Learning processes are central to skills acquisition during brain development. It is especially important for children and adolescents as their brains undergo significant changes through sensory learning to acquire language (such as reading) and motor skills.
Sensory learning, according to the functional definition provided by Gibson (1969) in her influential textbook, refers to an increase in the ability to extract information from the environment, as a result of experience and practice with stimulation coming from it. The last decade has seen a spectacular scientific interest and advances in our understanding in the process and applications of sensory learning. However, the issue concerning with the neurophysiological mechanisms that underpin sensory learning still remains poorly understood.

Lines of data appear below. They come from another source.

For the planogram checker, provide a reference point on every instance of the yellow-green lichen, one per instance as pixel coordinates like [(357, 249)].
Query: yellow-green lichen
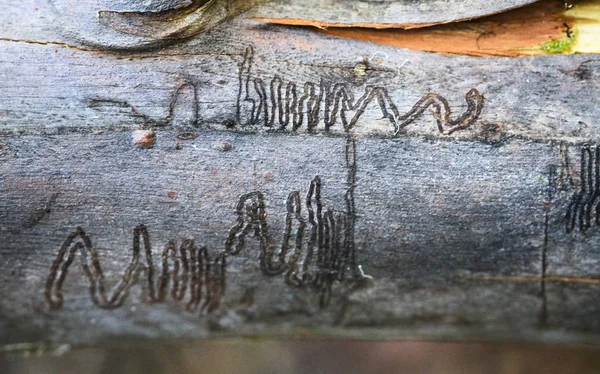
[(561, 45)]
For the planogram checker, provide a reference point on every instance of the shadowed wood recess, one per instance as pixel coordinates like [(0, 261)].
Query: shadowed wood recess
[(380, 14), (265, 180)]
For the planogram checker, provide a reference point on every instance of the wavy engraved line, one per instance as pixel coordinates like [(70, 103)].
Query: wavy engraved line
[(328, 258), (584, 208), (272, 106)]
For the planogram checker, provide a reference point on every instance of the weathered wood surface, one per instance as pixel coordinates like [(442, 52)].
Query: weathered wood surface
[(476, 231)]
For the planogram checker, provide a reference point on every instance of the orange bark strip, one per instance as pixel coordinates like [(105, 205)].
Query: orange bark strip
[(520, 32)]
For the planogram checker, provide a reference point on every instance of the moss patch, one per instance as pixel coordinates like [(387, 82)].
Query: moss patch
[(560, 46)]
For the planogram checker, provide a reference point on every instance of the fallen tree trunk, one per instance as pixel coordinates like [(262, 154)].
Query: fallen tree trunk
[(331, 187)]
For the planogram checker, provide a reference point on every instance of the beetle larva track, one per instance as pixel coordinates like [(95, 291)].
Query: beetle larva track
[(278, 106)]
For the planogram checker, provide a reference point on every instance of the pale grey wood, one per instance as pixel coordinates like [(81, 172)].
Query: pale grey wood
[(430, 217), (465, 235)]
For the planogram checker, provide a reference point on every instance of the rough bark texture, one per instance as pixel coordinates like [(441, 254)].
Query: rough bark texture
[(460, 219)]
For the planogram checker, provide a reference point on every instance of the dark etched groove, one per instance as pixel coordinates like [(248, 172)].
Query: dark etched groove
[(272, 106), (584, 207), (325, 235)]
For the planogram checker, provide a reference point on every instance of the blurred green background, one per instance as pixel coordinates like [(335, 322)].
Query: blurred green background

Sensory learning can also be linked to the ability of learning language that is essential to children’s communication and interaction with the society.
Very early in infancy we are proficient in understanding spoken language. We readily perceive speech in meaningful units of words and syllables and discriminate even the short transient changes in formants separating stop consonants. This is accomplished partly by the aid of visual cues from the speaker. The lip movements seen during speech activate auditory cortex and other language areas that are active also during listening to speech. Thus there seems to be audio-visual integration occurring for spoken language that starts very early in development.
Of particular interest is how the connection between the oral language and visual language areas are formed during reading acquisition. It has been proposed that human sensory cortex is not hard wired, but adapts to sensory experience which is crucial for brain plasticity. The cellular basis for cortical plasticity involves a combination of functional and structural changes in cortical neurons and the connections between them. Therefore, isolating the developmental paths of brain connectivity will shed light on how we learn to read and the connectivity changes of reading disorders.
In this ESR project brain plasticity related to learning of new speech sounds and identifying novel visual items is examined in children. The main methods used will be electroencephalogram (EEG) and magnetoencephalogram (MEG). Data analyses are carried out in collaboration with the methods experts of the ChildBrain consortium.